(Sobac'e serdce)
di Alexander Raskatov
Produzione De Nederlandse Opera, Amsterdam
Direttore Martyn Brabbins, Regia Simon McBurney, Scene Michael Levine, Costumi Christina Cunningham, Luci Paul Anderson, Video Finn Ross, Marionette Blind Summit Theatre - Mark Down, Nick Barnes, Movimenti coreografici Toby Sedgwick
Con Paulo Szot, Ville Rusanen, Peter Hoare Mark Down, Robin Beer, Fin Cadwell, Josie Daxter, Elena Vassilieva, Nancy Allen Lundy, Vasily Efimov, Andrew Watts, Graeme Danby, Sophie Desmars, Matthew Hargreaves, Brian Galliford, Annett Andriesen, Sophie Desmars, Andrew Watts, Vasily Efimov, Evgeny Stanimirov
Milano, Teatro alla Scala, dal 13 marzo al 3 aprile 2013
Cosa succede se un cuore umano viene trapiantato nel petto di un placido cane? Succede che il quadrupede si umanizza assumendo i comportamenti più deleteri del bipede dal quale proviene il muscolo cardiaco, al punto che lo scombinato chirurgo che ha provveduto all'esperimento decide di riportarlo all'originaria condizione canina. È questa la conclusione cui giunge Michail Bulgakov nel romanzo breve Cuore di cane, al quale si ispira l'omonima opera del compositore russo Alexander Raskatov su libretto firmato dall'italiano Cesare Mazzonis. Naturalmente non è tutto qui: c'è anche la satira del regime sovietico, con tanto di Comitato Inquilini, coretti proletari, riferimenti ai discorsi controrivoluzionari ed al bolscevismo, mentre il personaggio del Grande Capo è un'evidente allusione alla figura di Stalin. A scanso di equivoci, nel corso del colloquio telefonico con l'esimio chirurgo che minaccia di lasciare Mosca, nel libretto Cesare Mazzonis ha messo in bocca al Grande Capo la frase: «Dica, le siamo venuti così a noia?». È la stessa pronunciata dal dittatore nell'unica telefonata fatta a Bulgakov in risposta alla domanda epistolare posta dallo scrittore agli alti papaveri sovietici: «Son dunque io pensabile in URSS?» A riprova dei rapporti tesi tra il regime e l'autore, Cuore di cane, scritto nel 1925, in Unione Sovietica non viene pubblicato in versione integrale che nel 1987, circolando prima di allora solo attraverso il samizdat, la rete clandestina della dissidenza.

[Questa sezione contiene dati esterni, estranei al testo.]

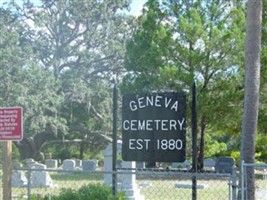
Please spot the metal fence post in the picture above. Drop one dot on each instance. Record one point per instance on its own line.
(242, 180)
(234, 185)
(29, 184)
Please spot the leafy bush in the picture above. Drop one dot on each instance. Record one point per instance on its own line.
(86, 192)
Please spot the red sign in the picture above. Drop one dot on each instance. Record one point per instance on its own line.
(11, 126)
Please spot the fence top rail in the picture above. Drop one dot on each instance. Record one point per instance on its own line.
(259, 165)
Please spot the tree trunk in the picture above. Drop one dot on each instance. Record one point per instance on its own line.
(202, 143)
(251, 98)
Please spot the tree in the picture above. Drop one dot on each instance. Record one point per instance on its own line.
(179, 41)
(25, 84)
(79, 54)
(252, 84)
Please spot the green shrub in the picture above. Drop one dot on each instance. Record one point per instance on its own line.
(86, 192)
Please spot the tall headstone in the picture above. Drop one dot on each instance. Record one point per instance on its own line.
(125, 182)
(40, 177)
(89, 165)
(224, 165)
(51, 163)
(129, 185)
(18, 179)
(69, 165)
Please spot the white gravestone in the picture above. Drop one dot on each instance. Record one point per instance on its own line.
(125, 182)
(78, 163)
(129, 185)
(18, 179)
(108, 163)
(209, 164)
(51, 163)
(89, 165)
(40, 177)
(69, 165)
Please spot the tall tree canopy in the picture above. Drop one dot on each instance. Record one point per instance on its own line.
(252, 90)
(72, 52)
(177, 42)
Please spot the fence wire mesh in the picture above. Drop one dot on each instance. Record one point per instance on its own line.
(260, 175)
(150, 184)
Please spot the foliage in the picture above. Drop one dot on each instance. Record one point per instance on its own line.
(177, 42)
(213, 146)
(86, 192)
(59, 60)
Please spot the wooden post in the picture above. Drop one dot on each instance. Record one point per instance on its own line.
(7, 169)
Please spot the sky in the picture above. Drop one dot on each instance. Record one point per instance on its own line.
(136, 5)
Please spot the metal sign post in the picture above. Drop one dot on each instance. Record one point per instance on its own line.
(114, 143)
(11, 129)
(154, 127)
(194, 140)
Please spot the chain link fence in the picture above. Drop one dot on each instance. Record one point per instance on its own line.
(148, 184)
(260, 174)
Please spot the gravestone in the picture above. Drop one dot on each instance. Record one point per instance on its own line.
(224, 165)
(69, 165)
(128, 182)
(181, 165)
(140, 165)
(30, 162)
(78, 163)
(40, 177)
(18, 179)
(89, 165)
(17, 165)
(51, 163)
(125, 182)
(209, 164)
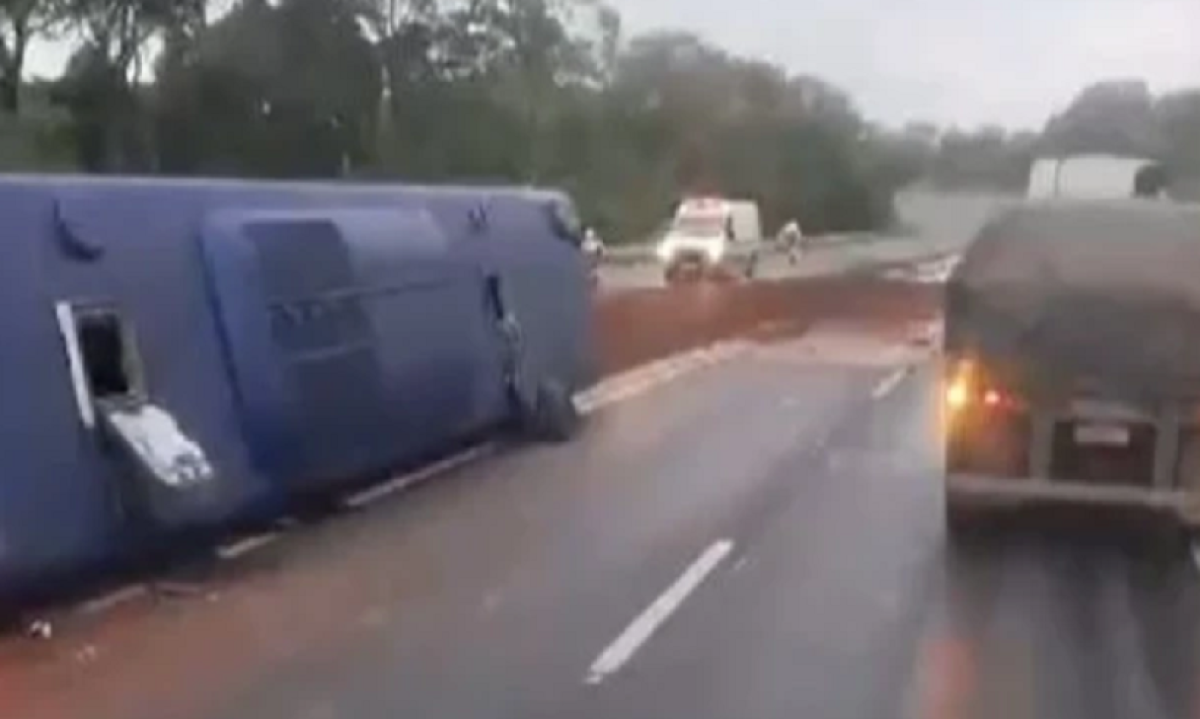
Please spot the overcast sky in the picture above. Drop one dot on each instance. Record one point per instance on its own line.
(951, 61)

È del 2010, invece, l'opera di Raskatov che, dopo un debutto ad Amsterdam nel giugno ed una ripresa londinese nel novembre di quell'anno, viene ora proposta al Teatro alla Scala dal 13 marzo al 3 aprile: una curiosità per il pubblico nell'anno delle celebrazioni verdiane ed wagneriane, in cui sul palco scaligero vengono rappresentate in prevalenza opere dei due compositori, Verdi e Wagner, di cui ricorre il duecentesimo anniversario della nascita. La bizzarra vicenda del cane fatto uomo è resa ancor più originale dagli accorgimenti cui il regista Simon McBurney ricorre per l'allestimento. Difficile pensare che un vero cane, pur addestrato, resista in scena docile e obbediente per un'ora in quarto, la durata del primo atto del quale è indiscusso protagonista (nel secondo atto è il suo equivalente umanizzato a spadroneggiare). La geniale sostituzione del quadrupede in carne ed ossa con un burattino, costituito da un'essenziale struttura metallica ed animato a scena aperta da un'équipe di abilissimi burattinai, crea un effetto di rara suggestione. L'intensità delle espressioni del muso e la verosimiglianza dei movimenti del corpo sono impressionanti: è il caso di dire che gli animatori riescono a dare l'anima alla loro creatura, piuttosto che limitarsi a muoverla. Acuto filosofo e commentatore della realtà circostante, il cane dal canto suo esterna i suoi pensieri attraverso una "voce brutta", affidata ad un soprano drammatico che emette suoni tramite un megafono, ed una "voce bella", assegnata ad un controtenore che, in perfetta sintonia con il suo alter ego, arriva a buttarsi a pancia per aria per farsela grattare insieme a lui, quando il suo beniamino avverte questa necessità. Ottimi gli interpreti che, sotto la direzione di Martyn Brabbins in sostituzione di Valery Gergiev, si trovano ad affrontare una non semplice partitura, per di più impegnati nel doppio ruolo di cantanti ed attori in grado di valorizzare la vis satirica dell'autore.